Fun fact: Marduk was the Babylonian god of justice, compassion, healing, regeneration, magic and fairness. I suppose his name is invoked for ironic reasons.
“I need you now, so I sent for you,” says Gendo Ikari.
Was there ever a real reason, beyond misdirection, for us to think that Gendo isn’t the obvious antagonist of this series? The people who work for him consent to his leadership and clearly buy into his vision. I submit they could be henchmen to Gendo’s Doctor No. Maybe this series makes more sense if we see the “salvation of humanity” that Gendo is after as nothing more than one man’s selfish quest to clone his dead wife and have some sort of weird relationship with her teenage self at the expense of all existence.

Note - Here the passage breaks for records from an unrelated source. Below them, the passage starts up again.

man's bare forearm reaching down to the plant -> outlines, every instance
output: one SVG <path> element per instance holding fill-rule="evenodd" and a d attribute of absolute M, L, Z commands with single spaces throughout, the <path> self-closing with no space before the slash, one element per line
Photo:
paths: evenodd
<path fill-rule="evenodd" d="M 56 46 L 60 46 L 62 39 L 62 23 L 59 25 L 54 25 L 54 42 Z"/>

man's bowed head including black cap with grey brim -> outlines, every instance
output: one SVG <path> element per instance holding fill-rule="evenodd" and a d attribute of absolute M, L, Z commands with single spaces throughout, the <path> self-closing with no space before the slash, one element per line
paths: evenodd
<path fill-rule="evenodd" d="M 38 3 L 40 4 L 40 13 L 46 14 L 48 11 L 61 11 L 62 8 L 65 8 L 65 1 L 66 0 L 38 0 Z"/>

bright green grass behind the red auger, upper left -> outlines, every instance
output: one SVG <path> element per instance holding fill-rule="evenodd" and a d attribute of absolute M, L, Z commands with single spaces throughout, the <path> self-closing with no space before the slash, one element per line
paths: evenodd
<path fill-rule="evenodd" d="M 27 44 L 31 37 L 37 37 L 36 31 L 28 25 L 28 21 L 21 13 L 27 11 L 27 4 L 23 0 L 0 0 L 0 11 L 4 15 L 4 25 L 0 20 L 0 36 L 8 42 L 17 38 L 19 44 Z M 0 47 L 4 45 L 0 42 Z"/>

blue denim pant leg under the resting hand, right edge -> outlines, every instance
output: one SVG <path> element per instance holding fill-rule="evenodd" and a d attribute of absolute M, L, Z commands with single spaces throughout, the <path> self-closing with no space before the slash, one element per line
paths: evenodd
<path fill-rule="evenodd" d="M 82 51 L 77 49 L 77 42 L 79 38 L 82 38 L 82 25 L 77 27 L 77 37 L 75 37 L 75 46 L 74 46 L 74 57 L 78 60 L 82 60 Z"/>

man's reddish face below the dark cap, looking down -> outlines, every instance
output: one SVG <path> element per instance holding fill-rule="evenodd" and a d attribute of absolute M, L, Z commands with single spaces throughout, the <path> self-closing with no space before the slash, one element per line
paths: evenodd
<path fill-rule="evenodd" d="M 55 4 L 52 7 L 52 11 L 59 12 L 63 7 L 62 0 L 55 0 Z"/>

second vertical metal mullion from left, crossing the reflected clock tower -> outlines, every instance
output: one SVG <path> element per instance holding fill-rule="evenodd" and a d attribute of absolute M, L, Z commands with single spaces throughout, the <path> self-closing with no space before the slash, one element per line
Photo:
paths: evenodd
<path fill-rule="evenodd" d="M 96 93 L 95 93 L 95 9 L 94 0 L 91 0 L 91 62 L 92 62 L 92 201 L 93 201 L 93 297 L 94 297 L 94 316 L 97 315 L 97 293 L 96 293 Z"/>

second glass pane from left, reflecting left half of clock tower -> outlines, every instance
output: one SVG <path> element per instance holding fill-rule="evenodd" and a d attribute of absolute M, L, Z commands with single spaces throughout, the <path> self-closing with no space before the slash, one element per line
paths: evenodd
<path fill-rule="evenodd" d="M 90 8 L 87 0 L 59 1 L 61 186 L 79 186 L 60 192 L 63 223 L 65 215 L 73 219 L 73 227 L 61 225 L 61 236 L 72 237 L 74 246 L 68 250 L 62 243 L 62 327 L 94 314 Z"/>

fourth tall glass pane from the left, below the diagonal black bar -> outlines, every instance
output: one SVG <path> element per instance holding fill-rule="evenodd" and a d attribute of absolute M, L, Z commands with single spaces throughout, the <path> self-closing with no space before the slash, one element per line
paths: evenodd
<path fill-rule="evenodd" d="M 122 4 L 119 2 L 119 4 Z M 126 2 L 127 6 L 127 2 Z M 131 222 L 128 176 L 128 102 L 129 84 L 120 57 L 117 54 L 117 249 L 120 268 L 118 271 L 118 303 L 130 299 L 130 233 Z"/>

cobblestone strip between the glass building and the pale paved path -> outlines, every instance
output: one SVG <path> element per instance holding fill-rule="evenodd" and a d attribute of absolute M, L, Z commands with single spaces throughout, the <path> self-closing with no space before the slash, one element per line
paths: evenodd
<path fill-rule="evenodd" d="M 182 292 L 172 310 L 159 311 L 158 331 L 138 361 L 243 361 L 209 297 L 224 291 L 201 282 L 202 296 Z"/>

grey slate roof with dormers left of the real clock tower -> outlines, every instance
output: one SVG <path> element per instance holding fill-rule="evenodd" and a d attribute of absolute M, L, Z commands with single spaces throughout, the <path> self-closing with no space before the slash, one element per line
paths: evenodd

Is Sachiel really out to end humanity, or have the powers that be sent him and the other angels to save us from Gendo and his grand designs? The angels don’t attack the Earth, they are attacking Tokyo 3 and the Geofront. They want NERV. Not Japan, not humanity, but NERV. Is Evangelion the story of how an abusive father recruits his son to help him destroy the world in the face of the supernatural forces that are trying to save us? There might be something to that interpretation if we look at Shinji’s transformation from bawling teen hot mess into passable warrior as a slow indoctrination. He’s not becoming a better version of himself. He’s not finding his footing and confidence amid teenage ennui and a fate greater than he can understand. Slowly, Shinji is rejecting his own morality and humanity. He is becoming the weapon Gendo needs in the face of his initial, and sensible, refusal to pilot the Eva.
Behold Gendo, destroyer of worlds. Shinji and EVA-01 are his avatars.